The notions of lockdown Britain and our Covid-19 testing shambles would have been seen as the stuff of science fiction.

The world watched with a degree of skeptical shock as Wuhan was thrust into a seemingly draconian lockdown by the Covid-19 crisis in early 2020. The idea that this couldn’t and wouldn’t happen 'here' was prevalent across the globe but countries still reacted very differently. The feeling of innate safety and subsequent inertia was none more so the case than in the UK; after all, the Severe Acute Respiratory Syndrome (SARS ) hadn’t killed the tens of millions some forecasters were predicting in 2003 and Swine Flu didn’t kill 65,000 Brits in 2009 as it was predicted by some as illustrated in The Guardian.

Surely then, this crisis too would all blow over. It didn't. Even so, in February, Boris Johnson was still proudly boasting about shaking hands with the first wave of Covid-19 patients in the UK. This arrogant attitude set in place a slow response in the UK as the crisis began to unfold.
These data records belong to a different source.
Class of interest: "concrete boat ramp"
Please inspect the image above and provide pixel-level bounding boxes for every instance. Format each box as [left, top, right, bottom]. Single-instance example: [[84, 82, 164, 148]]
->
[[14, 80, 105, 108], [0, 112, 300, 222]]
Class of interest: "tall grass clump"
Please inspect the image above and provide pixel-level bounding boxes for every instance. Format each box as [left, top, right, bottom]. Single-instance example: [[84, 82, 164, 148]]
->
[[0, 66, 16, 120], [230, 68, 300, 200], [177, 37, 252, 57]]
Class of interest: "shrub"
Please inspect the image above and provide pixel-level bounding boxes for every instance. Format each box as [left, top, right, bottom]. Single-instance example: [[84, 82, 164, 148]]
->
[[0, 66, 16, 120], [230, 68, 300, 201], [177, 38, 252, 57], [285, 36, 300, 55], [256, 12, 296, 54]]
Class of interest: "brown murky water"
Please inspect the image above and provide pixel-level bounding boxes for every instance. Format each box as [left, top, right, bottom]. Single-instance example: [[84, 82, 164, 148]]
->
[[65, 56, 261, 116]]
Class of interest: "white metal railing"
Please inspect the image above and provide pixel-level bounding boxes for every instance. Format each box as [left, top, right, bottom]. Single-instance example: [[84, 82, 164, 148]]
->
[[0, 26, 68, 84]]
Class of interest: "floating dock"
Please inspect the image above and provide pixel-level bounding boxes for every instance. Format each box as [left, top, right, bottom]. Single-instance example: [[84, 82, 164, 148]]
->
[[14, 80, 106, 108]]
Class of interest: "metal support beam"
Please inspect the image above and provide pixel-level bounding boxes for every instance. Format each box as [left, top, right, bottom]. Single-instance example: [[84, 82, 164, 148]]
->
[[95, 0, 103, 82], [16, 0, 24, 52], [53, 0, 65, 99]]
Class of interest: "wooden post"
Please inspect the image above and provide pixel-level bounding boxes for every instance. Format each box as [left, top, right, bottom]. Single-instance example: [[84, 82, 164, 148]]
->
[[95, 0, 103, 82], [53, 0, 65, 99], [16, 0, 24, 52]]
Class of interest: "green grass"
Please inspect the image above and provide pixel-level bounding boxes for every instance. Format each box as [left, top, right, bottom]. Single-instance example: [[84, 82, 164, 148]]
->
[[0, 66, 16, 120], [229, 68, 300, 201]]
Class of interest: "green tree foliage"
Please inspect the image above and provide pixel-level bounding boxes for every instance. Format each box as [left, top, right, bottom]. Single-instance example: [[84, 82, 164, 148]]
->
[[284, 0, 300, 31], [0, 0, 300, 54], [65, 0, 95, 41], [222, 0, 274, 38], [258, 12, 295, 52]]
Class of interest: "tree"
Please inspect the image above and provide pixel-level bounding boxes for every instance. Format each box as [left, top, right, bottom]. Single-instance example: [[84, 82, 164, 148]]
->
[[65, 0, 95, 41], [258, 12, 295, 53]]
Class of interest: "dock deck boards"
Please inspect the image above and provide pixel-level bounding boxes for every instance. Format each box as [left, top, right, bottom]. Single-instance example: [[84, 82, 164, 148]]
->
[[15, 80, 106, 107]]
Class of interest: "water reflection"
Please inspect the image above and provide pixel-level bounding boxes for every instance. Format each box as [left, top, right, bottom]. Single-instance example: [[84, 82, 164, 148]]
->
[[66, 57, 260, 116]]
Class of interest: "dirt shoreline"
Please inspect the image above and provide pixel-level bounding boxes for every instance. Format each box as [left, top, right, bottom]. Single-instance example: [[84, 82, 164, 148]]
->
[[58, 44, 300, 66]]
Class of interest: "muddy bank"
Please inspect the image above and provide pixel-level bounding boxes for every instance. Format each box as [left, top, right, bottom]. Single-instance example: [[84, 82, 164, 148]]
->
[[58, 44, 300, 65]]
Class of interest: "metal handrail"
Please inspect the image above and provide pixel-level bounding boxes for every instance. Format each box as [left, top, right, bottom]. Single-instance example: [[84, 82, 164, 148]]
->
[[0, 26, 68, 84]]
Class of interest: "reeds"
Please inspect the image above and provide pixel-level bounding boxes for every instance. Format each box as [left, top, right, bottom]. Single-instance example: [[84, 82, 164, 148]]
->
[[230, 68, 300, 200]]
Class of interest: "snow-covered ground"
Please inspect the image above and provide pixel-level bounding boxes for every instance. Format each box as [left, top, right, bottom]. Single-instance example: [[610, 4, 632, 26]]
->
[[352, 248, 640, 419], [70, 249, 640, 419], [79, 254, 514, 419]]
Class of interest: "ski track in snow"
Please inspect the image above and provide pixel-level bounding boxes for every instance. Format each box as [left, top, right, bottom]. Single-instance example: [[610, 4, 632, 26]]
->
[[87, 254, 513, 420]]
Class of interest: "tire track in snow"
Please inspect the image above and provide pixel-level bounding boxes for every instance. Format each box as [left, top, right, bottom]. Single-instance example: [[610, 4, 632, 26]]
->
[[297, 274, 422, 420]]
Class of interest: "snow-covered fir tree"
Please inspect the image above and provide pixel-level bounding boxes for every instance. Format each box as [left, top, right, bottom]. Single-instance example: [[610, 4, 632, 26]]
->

While the UK was wasting time, other countries - spurred on by Chinese data and a worsening situation in Italy - began to deploy policies and tailor decision making toward effective pandemic mitigation.

Some governments have been able to show a more effective response is possible

Countries including South Korea, Taiwan, and Singapore, allocated vast amounts of resources to track, trace and quarantine the virus. In Europe, Germany and Sweden were gearing up to perform staggering numbers of tests as political and industrial-strength were wielded to meet the WHO’s rallying call to “test test test” (WHO, 2020).

Whilst shaken, well-prepared countries have still managed to show that Covid-19 mitigation is possible. Sadly the UK is very far from a best-practice example, a fact that has been illustrated clearly in The Guardian's recent coverage. This chronic lack of preparedness at all levels should be of no surprise to Conservative Britain. The effects of decade-long austerity have left the NHS struggling to cope with day-to-day life. Efforts to shrink and re-mold the nation-state have left the UK with a shambolic and pernicious benefit system and an ersatz healthcare system. Just as more of us than ever turn to Universal Credit and the NHS, the true face of Tory Britain is swiftly revealed. Things will be hard for so many for a considerable length of time.

It should be no surprise at all that in this crisis that we are sending brave key workers into life or death situations in overcrowded ICUs, with inadequate and even homemade protective equipment. All of this is under a backdrop where our national capacity to test and ventilate – two key facets of the Covid-19 crisis response – are massively lacking. This is the impact of austerity - the impact of unchecked neoliberalism. As we line the streets to clap our key workers on Thursday evenings, an increasing number of us will know that too many of them have been let down, lives will be lost needlessly.

The events that have led up to 2020 have left the UK highly vulnerable to the crisis at hand. Our underfunded institutions have been asked to bear the brunt, the state has been asked to prop-up an economy once more – just as in 2008.

Yet again it is shown that market forces can’t help us in a crisis. Nor can decades’ worth of tax cuts and dismantling of public services.

However, there is some hope still to be found.

The strength shown by various community groups in response to a crisis that has been enormously damaging at every level of life means that the role of the state in the future may not be so easy to diminish.

It will be hard and clearly wrong if, post-crisis, capitalist forces were to remerge as big, bold and unchecked as ever before. We need positive state involvement in social and economic affairs; it is a matter of life and death. Some, including Rebecca Solnit in The Guardian's Long Read, have argued that in the midst of fear during a catastrophe, an opportunity arises. Let's hope we can seize upon it.